Betzy is experiencing issues with srun and Infiniband that now and again affect users. The srun problem first appeared last week, the Infiniband problem has been there longer.
Symptoms for srun problem are of a type related to send/recv operation messages. If you see such error-messages you are probably affected by the problem. A workaround can be to just keep trying to run the srun job until it succeeds.
Symptoms for the Infiniband problem are messages of type Transport retry count exceeded. At the moment there is no workaround for this problem.
The expert-team is working on solving the problems together with the hardware vendors. We are very sorry for the inconvenience, but can assure you that the team is working hard on solving this.
Access to Stallo has now been closed temporarily due to power testing tomorrow morning 07:00-09:00 in the housing building of Stallo. We will try to put it back into service a.s.a.p after tests have been run.
Note that probabel end-of life for the old monster will be Jan. 04th 2021.
We have problem with Fram compute nodes, there are about 870 nodes is down due to unknown reason, we are working on the issue, and will keep you updated.
Update 2020-12-22, 20:05: Most of the compute nodes have now been brought back online. There are still a few nodes that needs more checking before being made available for jobs.
Update 2020-12-22, 18:04: The cooling system has been stable for the last hour after making some adjustments together with the vendor. We are slowly bringing up the nodes.

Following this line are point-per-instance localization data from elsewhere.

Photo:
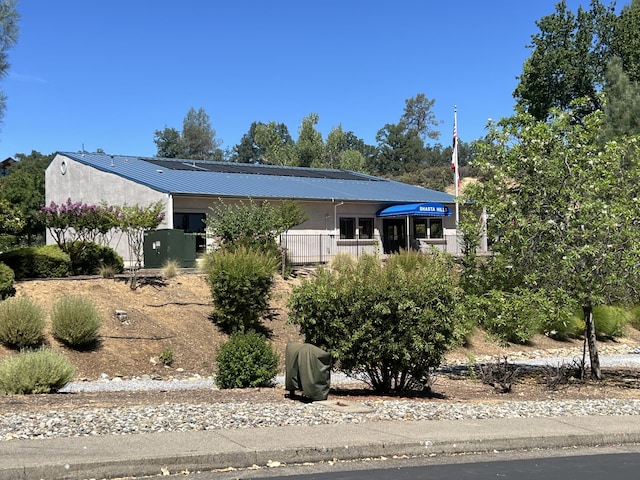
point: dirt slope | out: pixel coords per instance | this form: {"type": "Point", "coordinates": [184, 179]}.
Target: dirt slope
{"type": "Point", "coordinates": [161, 314]}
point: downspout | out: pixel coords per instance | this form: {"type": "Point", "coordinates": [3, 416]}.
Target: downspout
{"type": "Point", "coordinates": [335, 216]}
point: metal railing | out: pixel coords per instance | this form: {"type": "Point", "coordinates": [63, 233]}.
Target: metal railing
{"type": "Point", "coordinates": [321, 248]}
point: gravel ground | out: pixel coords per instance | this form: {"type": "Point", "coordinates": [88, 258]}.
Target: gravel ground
{"type": "Point", "coordinates": [188, 417]}
{"type": "Point", "coordinates": [167, 416]}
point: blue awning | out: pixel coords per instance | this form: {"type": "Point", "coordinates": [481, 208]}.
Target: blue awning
{"type": "Point", "coordinates": [429, 209]}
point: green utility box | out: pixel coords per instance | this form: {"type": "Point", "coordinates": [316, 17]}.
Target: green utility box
{"type": "Point", "coordinates": [169, 244]}
{"type": "Point", "coordinates": [308, 368]}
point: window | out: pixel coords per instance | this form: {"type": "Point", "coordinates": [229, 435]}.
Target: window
{"type": "Point", "coordinates": [365, 228]}
{"type": "Point", "coordinates": [435, 228]}
{"type": "Point", "coordinates": [189, 222]}
{"type": "Point", "coordinates": [428, 228]}
{"type": "Point", "coordinates": [420, 229]}
{"type": "Point", "coordinates": [347, 227]}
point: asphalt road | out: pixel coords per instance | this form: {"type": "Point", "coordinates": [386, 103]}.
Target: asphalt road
{"type": "Point", "coordinates": [609, 462]}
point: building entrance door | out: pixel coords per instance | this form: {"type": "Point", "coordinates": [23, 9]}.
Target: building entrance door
{"type": "Point", "coordinates": [394, 236]}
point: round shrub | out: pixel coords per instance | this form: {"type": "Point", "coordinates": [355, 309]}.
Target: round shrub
{"type": "Point", "coordinates": [46, 261]}
{"type": "Point", "coordinates": [88, 258]}
{"type": "Point", "coordinates": [22, 323]}
{"type": "Point", "coordinates": [240, 283]}
{"type": "Point", "coordinates": [610, 321]}
{"type": "Point", "coordinates": [246, 360]}
{"type": "Point", "coordinates": [75, 321]}
{"type": "Point", "coordinates": [35, 371]}
{"type": "Point", "coordinates": [392, 323]}
{"type": "Point", "coordinates": [634, 317]}
{"type": "Point", "coordinates": [6, 281]}
{"type": "Point", "coordinates": [514, 317]}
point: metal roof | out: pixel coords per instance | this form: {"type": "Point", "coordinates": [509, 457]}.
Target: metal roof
{"type": "Point", "coordinates": [225, 179]}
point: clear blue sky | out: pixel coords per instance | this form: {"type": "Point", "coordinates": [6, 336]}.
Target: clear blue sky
{"type": "Point", "coordinates": [108, 74]}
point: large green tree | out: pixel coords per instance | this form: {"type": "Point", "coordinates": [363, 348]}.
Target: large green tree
{"type": "Point", "coordinates": [197, 141]}
{"type": "Point", "coordinates": [9, 19]}
{"type": "Point", "coordinates": [400, 149]}
{"type": "Point", "coordinates": [274, 140]}
{"type": "Point", "coordinates": [342, 151]}
{"type": "Point", "coordinates": [622, 102]}
{"type": "Point", "coordinates": [568, 60]}
{"type": "Point", "coordinates": [564, 209]}
{"type": "Point", "coordinates": [418, 115]}
{"type": "Point", "coordinates": [247, 151]}
{"type": "Point", "coordinates": [309, 146]}
{"type": "Point", "coordinates": [23, 188]}
{"type": "Point", "coordinates": [626, 39]}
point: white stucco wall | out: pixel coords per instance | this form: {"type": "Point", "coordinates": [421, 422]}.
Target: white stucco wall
{"type": "Point", "coordinates": [88, 185]}
{"type": "Point", "coordinates": [319, 235]}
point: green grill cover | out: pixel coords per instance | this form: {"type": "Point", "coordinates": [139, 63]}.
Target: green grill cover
{"type": "Point", "coordinates": [308, 368]}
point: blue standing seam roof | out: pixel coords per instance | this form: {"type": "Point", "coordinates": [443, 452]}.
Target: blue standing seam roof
{"type": "Point", "coordinates": [362, 187]}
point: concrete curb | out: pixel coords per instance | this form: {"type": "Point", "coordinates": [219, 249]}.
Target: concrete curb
{"type": "Point", "coordinates": [150, 454]}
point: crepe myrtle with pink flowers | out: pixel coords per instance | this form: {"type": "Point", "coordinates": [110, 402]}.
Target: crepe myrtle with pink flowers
{"type": "Point", "coordinates": [74, 224]}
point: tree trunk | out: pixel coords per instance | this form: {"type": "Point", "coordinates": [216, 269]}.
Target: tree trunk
{"type": "Point", "coordinates": [590, 334]}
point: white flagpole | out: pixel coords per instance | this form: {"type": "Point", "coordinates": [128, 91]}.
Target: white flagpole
{"type": "Point", "coordinates": [454, 162]}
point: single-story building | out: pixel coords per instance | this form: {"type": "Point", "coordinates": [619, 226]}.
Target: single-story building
{"type": "Point", "coordinates": [347, 211]}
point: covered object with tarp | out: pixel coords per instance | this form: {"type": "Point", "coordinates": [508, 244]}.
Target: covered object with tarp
{"type": "Point", "coordinates": [308, 368]}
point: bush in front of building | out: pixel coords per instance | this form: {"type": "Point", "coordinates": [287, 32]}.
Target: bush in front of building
{"type": "Point", "coordinates": [610, 321]}
{"type": "Point", "coordinates": [75, 321]}
{"type": "Point", "coordinates": [240, 283]}
{"type": "Point", "coordinates": [22, 323]}
{"type": "Point", "coordinates": [391, 323]}
{"type": "Point", "coordinates": [6, 281]}
{"type": "Point", "coordinates": [90, 258]}
{"type": "Point", "coordinates": [246, 360]}
{"type": "Point", "coordinates": [46, 261]}
{"type": "Point", "coordinates": [34, 371]}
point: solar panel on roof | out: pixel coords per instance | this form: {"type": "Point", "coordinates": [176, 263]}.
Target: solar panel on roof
{"type": "Point", "coordinates": [199, 165]}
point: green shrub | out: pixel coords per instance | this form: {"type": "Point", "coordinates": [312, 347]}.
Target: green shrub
{"type": "Point", "coordinates": [342, 262]}
{"type": "Point", "coordinates": [634, 317]}
{"type": "Point", "coordinates": [391, 323]}
{"type": "Point", "coordinates": [240, 282]}
{"type": "Point", "coordinates": [246, 360]}
{"type": "Point", "coordinates": [610, 321]}
{"type": "Point", "coordinates": [515, 316]}
{"type": "Point", "coordinates": [75, 321]}
{"type": "Point", "coordinates": [46, 261]}
{"type": "Point", "coordinates": [6, 281]}
{"type": "Point", "coordinates": [35, 371]}
{"type": "Point", "coordinates": [560, 322]}
{"type": "Point", "coordinates": [87, 258]}
{"type": "Point", "coordinates": [22, 323]}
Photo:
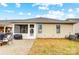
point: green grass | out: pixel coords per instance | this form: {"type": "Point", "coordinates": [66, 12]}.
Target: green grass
{"type": "Point", "coordinates": [54, 47]}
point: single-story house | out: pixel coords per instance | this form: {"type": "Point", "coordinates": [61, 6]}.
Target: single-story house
{"type": "Point", "coordinates": [38, 27]}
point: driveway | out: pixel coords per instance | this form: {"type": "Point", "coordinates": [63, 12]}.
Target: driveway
{"type": "Point", "coordinates": [18, 47]}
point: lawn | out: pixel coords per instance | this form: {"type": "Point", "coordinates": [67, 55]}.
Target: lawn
{"type": "Point", "coordinates": [54, 47]}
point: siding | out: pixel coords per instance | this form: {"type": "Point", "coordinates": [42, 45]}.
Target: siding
{"type": "Point", "coordinates": [76, 28]}
{"type": "Point", "coordinates": [49, 31]}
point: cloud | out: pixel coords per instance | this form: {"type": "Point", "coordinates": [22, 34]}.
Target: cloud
{"type": "Point", "coordinates": [70, 10]}
{"type": "Point", "coordinates": [21, 13]}
{"type": "Point", "coordinates": [18, 5]}
{"type": "Point", "coordinates": [78, 9]}
{"type": "Point", "coordinates": [41, 6]}
{"type": "Point", "coordinates": [9, 11]}
{"type": "Point", "coordinates": [71, 15]}
{"type": "Point", "coordinates": [4, 4]}
{"type": "Point", "coordinates": [45, 6]}
{"type": "Point", "coordinates": [29, 13]}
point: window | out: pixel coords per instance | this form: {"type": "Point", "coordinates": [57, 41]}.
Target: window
{"type": "Point", "coordinates": [23, 28]}
{"type": "Point", "coordinates": [58, 28]}
{"type": "Point", "coordinates": [31, 26]}
{"type": "Point", "coordinates": [39, 28]}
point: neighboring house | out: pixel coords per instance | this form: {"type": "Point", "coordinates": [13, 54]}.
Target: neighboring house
{"type": "Point", "coordinates": [76, 26]}
{"type": "Point", "coordinates": [38, 27]}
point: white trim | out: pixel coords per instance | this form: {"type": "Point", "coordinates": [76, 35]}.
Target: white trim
{"type": "Point", "coordinates": [26, 35]}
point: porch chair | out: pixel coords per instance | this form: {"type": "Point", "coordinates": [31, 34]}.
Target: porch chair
{"type": "Point", "coordinates": [8, 38]}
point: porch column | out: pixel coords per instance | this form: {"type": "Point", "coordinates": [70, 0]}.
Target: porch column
{"type": "Point", "coordinates": [28, 30]}
{"type": "Point", "coordinates": [4, 29]}
{"type": "Point", "coordinates": [13, 28]}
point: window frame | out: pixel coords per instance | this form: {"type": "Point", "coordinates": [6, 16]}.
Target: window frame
{"type": "Point", "coordinates": [58, 28]}
{"type": "Point", "coordinates": [39, 28]}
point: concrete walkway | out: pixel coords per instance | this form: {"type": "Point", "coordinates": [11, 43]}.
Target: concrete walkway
{"type": "Point", "coordinates": [19, 47]}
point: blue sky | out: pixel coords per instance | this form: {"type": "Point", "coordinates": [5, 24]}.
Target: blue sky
{"type": "Point", "coordinates": [31, 10]}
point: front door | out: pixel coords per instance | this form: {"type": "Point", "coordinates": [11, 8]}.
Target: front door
{"type": "Point", "coordinates": [32, 31]}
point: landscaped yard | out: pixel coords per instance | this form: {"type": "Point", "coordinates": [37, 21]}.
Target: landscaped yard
{"type": "Point", "coordinates": [55, 47]}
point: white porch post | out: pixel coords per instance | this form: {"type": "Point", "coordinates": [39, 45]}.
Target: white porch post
{"type": "Point", "coordinates": [28, 30]}
{"type": "Point", "coordinates": [4, 28]}
{"type": "Point", "coordinates": [13, 28]}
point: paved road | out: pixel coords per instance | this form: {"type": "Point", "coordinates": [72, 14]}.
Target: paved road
{"type": "Point", "coordinates": [19, 47]}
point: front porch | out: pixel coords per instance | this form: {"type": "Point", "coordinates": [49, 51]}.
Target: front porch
{"type": "Point", "coordinates": [5, 29]}
{"type": "Point", "coordinates": [28, 31]}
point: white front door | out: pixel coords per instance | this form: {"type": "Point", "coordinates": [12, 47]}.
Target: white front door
{"type": "Point", "coordinates": [32, 33]}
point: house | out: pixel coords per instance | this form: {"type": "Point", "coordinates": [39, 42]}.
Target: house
{"type": "Point", "coordinates": [38, 27]}
{"type": "Point", "coordinates": [76, 25]}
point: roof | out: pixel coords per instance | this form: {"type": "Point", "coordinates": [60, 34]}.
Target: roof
{"type": "Point", "coordinates": [36, 20]}
{"type": "Point", "coordinates": [73, 19]}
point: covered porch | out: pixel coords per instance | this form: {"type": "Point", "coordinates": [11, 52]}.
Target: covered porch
{"type": "Point", "coordinates": [5, 28]}
{"type": "Point", "coordinates": [27, 30]}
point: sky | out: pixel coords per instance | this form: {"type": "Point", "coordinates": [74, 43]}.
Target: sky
{"type": "Point", "coordinates": [59, 11]}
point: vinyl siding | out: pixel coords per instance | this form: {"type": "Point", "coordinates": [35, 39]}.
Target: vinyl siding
{"type": "Point", "coordinates": [49, 31]}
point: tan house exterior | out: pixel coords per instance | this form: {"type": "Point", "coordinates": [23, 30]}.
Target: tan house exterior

Update 2020-12-22, 16:01: In order to keep the cooling as stable as possible, we have decided to take down all high memory nodes. This way we can keep some of the normal compute nodes up for the time being. We are also working together with the vendor to make adjustments on the cooling system to ensure continued stability.
We are very sorry about the inconvenience.
Update 2020-12-22, 13:41: We have identified the cause to be the cooling system and are working on mitigating the issues. Most of the compute nodes must remain down while doing so, unfortunately.
Update 2020-12-24 10:30: Compute nodes shutdown again due to electrical problems in machine room, problem has been resolved according to machine room service department, we are working to take up all nodes.
Update 2020-12-24 12:10: Most of the compute nodes on Fram is back online.
Stallo downtime on Dec 16th is cancelled. Instead downtime on Dec 29th, due to work on power infrastructure. So you can run your calculations till after Christmas without us getting in the way. Regards this a Xmas present from all of us to all of you.
We need to move oldest limps of the faltering monster. In case of trouble, we have choosen to close the machine for users during maintenance time since we may have to power down the network switches on internal network. Downtime is scheduled for 08:00-15:00.
UPDATE – 27.11/16:20 – we have opened the machine for you guys but there might be some instabilities on global file system as we have also lost one object storage server. The issue is being investigated and we are waiting for some spare parts.
We have some major problems with Lustre file system at the moment. One of the main storage coolers is down. We are kicking out all users now and hope to get the machine back to an operational state ASAP.